Kieran Healey [sic] laughs at the above post, but not in a nice way. He seems to think that because a nation has some unique characteristics, it cannot be part of a general set of nations. Presumably the same objections mean that Austria cannot be counted part of Catholic Europe. This is a pretty absolutist line to take and I don’t think it’s a reasonable criticism. I have asked Jim Bennett for his thoughts.

Presumably my objections mean nothing of the sort. Of course we can create any number (an infinite number, in fact) of “general sets” of nations: the Anglosphere, Catholic Europe (which Austria is certainly part of), the “Global South”, “Blue-Eyed Nations”, “Nations Containing Manchester United Fans”, “Countries which use Olive Oil for cooking vs Countries which use Butter” and so on. The central analytic question is, which of these concepts is most useful for understanding political and cultural change? The Anglosphere Primer clearly states that the concept is meant to pick out a real civilizational unit—- “a distinct branch of Western civilization for most of history” with England and the United States as its “two densest nodes”.
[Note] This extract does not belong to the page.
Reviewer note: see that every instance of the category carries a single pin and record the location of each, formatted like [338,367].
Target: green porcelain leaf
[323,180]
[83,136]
Yet, in response to Chris’s post, Iain relegated England to the periphery of the Anglosphere. This suggested to me that there was something wrong with the concept (at least, with his use of it). The defect, I argued, was that his political commitment to the Anglosphere ideal was trumping the analytical usefulness of the concept. When it came to choosing between the political ideal of the Anglosphere and the empirical reality of English institutions, reality lost out, and, absurdly, England got redefined as an outlier in the Anglosphere.

Thus does political sociology become political ideology. A concept which might accurately describe a cluster of nations becomes a normative list of Good Things About England and America. In the process, two kinds of unpleasant facts are thrown away: (1) Key features that aren’t shared between the countries (the experience of socialism in English political history, the federal political structure of the U.S.); (2) Key features that are shared but don’t fit the Anglosphere ideology (persistent and severe class and income inequalities, say). Note that a “Warts and All Anglosphere” could easily incorporate (2) into its analysis, and argue that things in (1) don’t fatally compromise the usefulness of the concept. That would be the right line to take, I think. But Iain wants the Anglosphere to be all things good and nothing bad. So he tweaks the idea to make it so, to the point where the country that is supposed to be a “central node” in the “civilizational network” turns out not to be pure enough for full membership in the concept.